Transcript from the "Non-Blocking I/O" Lesson
[00:00:18] Non-blocking I/O just means, so if you've ever used another language like Ruby, or Python, or maybe even PHP, whenever you run some type of arbitrary code, there isn't an ability to run another piece of code in parallel without using more resources on the computer like another thread, right?
[00:00:58] It's basically, you can think of it as like a registry for work that needs to be done, and then that work gets completed on whatever timer that is set, and then that registry will then call a function in your code to let you know that that work is done.
[00:01:17] So that way things can happen in parallel, and this allows Node to basically, a really good example would be to allow Node to handle more concurrent requests as far as a server. So Node.js could probably handle way more concurrent requests per second than another framework by default without any optimizations.
[00:01:38] That doesn't mean Node.js is faster, because it's not like, this is just a better framework for everything, you should use it. No, because it's actually not good at CPU intensive things, because it only uses one thread. So doing things like AI or machine learning is probably not the best example for Node.js, because by default, it doesn't use all the resources on the computer intentionally.
[00:02:01] So people choose Python for that, right? So there's different use cases, but when it comes to handling concurrent things, Node.js is pretty good out of the box for that, and it's because of its non-blocking I/O. Yes?
>> No, it's pretty much the same thing as well. The implementation is obviously different, because we're talking about an event loop on a computer, and those resources versus an event loop that's in front of a browser that's using computer resources. But how you would perceive it as a person writing Node is pretty much the same thing.
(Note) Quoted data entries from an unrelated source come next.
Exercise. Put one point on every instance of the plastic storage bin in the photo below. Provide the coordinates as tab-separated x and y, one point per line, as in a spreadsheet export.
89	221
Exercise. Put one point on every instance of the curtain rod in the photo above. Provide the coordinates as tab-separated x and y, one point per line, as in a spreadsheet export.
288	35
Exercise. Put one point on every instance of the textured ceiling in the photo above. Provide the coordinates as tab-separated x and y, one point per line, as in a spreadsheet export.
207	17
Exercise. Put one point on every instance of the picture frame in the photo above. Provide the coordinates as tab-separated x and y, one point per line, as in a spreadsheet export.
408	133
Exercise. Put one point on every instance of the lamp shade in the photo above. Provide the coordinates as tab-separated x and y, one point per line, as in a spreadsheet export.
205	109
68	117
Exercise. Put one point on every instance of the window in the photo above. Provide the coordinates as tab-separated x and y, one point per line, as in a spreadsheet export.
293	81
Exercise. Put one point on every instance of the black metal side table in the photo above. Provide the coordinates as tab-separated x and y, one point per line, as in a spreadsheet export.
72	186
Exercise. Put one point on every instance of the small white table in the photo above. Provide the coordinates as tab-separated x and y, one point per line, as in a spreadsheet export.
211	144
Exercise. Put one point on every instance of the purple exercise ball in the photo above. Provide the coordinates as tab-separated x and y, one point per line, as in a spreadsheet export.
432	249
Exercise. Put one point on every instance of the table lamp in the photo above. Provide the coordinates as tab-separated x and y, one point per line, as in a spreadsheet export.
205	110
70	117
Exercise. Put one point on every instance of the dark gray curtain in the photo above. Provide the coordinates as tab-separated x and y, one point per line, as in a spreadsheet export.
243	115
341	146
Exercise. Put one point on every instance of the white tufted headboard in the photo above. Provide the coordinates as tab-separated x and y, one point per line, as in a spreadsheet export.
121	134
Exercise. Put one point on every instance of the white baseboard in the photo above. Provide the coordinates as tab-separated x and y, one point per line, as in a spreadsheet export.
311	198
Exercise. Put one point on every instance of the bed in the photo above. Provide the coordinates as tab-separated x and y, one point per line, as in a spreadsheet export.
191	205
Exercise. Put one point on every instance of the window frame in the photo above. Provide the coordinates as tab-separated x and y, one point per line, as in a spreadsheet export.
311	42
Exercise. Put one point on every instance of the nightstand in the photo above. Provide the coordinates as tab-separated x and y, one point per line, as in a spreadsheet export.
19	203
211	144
[00:02:39] So no, there really is no difference. It's a good question. I wanted to put that out there, because most operating system-level languages aren't like this. This Node.js is probably this runtime and this language is probably the only one that I know that it's like this by default. So it's a little different if you'd like, I've been using Ruby my whole life and you come here like wait, what is that?
[00:03:02] How are you doing that? So it's a little different and it makes you think about how you write your code, and we'll get to that, but here's an example. So here's some blocking code. So blocking code basically just means it's synchronous. As in, everything happens from top to bottom the way that you wrote it, right?
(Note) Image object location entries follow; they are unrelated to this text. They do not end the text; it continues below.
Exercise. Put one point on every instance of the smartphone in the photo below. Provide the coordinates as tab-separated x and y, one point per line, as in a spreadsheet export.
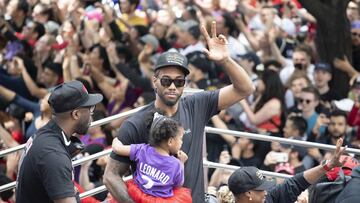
298	66
86	69
281	157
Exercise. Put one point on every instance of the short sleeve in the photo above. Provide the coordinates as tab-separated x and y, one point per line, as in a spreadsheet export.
134	151
56	173
125	135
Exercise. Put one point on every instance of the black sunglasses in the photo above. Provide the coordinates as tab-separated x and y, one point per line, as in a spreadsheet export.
166	82
307	101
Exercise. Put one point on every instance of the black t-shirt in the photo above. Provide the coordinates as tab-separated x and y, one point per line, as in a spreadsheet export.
45	168
193	113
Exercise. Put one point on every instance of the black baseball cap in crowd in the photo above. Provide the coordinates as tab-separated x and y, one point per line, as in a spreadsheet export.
172	59
71	95
248	178
323	66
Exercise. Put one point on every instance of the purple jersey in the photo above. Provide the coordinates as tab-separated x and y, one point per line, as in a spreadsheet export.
156	174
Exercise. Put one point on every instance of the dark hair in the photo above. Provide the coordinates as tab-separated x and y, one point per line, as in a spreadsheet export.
164	129
299	123
312	90
39	29
231	24
23	5
134	2
338	113
47	11
273	89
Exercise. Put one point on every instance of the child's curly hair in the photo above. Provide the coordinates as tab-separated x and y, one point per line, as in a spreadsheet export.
162	128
[00:03:19] So it's just a function that takes an ID, and it's a constant lookup. It's quick, and we're not talking about like how fast something is, but basically, the next line doesn't happen until the previous line is completed, right? It's just standard synchronous code. But then non-blocking code would be basically if I wrapped the retrieval in a set timeout for a second in which this callback was fired, now this is non-blocking.
[00:04:11] And then when our work is ready to be completed, it'll call this function in which triggers this function here and then you get your result. So this is non-blocking, whereas most program languages, you can't do this. So it's very important to remember that as you see as we go through the examples and we build our app.
[00:04:30] Any questions on this? Yes.
>> Could you clarify one more time what you mean by if you know JS, you already know 90% of Node.